Stop blowing your bubbles – Tehelka

UncategorizedNikhil VermaAugust 2nd, 2011

Flipkart, Rediff, MakeMyTrip — American market myopia has inflated Indian internet company valuations once more. Our bubble could burst in another six months, warns MAHESH MURTHY

I’M SUPPOSED to be the risk-taking investor, throwing caution to the wind, picking good teams with great ideas and zero revenues — then backing them against all odds in the hope of a high multiple.

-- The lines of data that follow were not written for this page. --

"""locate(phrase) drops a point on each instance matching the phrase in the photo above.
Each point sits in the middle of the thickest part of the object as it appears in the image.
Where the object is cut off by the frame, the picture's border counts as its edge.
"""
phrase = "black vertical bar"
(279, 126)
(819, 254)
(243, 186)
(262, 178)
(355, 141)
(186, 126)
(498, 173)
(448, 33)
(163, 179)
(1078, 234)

While the stock market and private equity (PE) guys are supposed to be the cool pros, weighing decisions based on established revenues, profits, multiples and such, making safer bets.

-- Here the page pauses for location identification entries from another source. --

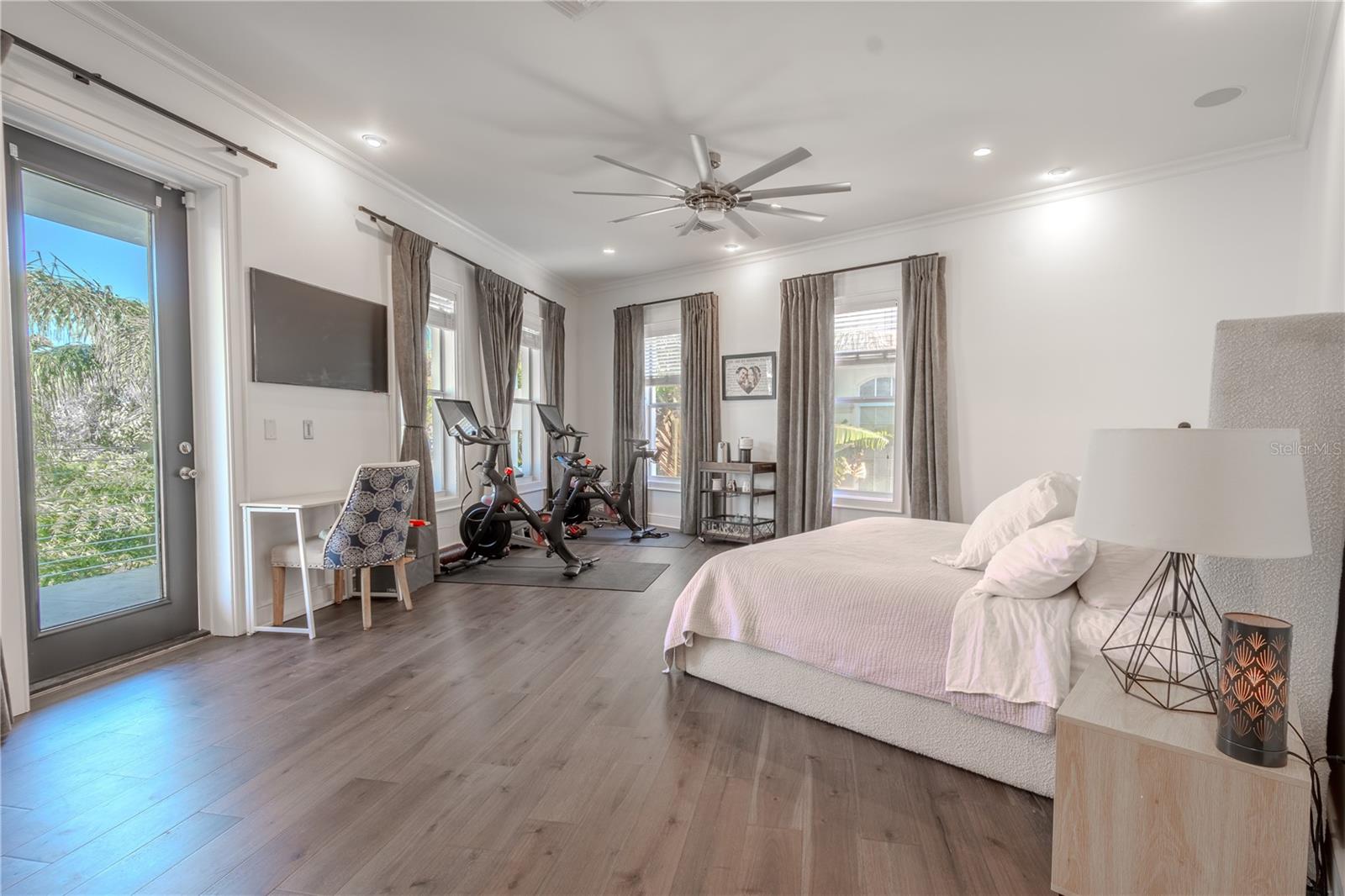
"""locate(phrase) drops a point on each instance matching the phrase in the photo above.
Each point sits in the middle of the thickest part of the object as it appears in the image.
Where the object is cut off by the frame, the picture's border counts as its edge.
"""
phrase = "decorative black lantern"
(1254, 689)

But this is identity crisis time — have I suddenly become a namby-pamby? Is the world speeding by and have I missed the shinkansen?

I hear that Flipkart, a loss making company with FY11 topline revenues in the sub- 100 crore range, is raising a round at a $1 billion (that’s 4,500 crore) valuation. And then I hear that its main rival, the similarly-sized Infibeam is doing exactly the same.

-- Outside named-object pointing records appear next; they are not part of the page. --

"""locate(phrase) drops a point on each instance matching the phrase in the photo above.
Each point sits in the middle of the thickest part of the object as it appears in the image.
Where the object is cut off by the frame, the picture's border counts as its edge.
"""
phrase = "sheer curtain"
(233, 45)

I’ve seen this movie before. In 2000. And 2007. A price-to-sales ratio of 50 times? A PE ratio of infinity? What could the logic be to value firms at these numbers?

Have we not learnt our lessons from our earlier wounds? Are there any comparables here? MakeMyTrip (MMT) just announced gross revenues for the year of 550 crore, net revenues — if you take out the cost of hotel rooms they count as sales — of 270 crore and a profit of 23 crore. That’s about 8 percent on net.

A travel agency with 270 crore in revenues and 23 crore in profit is not likely to raise a bead of sweat on Dalal Street. But it’s raising thunderstorms on Wall Street. The stock goes up to a 4,000 crore market cap. That’s enough to buy two Kingfisher Airlines and have enough left over to buy a few Mallya-type yachts. Two hundred times profits? Fifteen times sales? What’s up with the Yanks? Do they know something I don’t?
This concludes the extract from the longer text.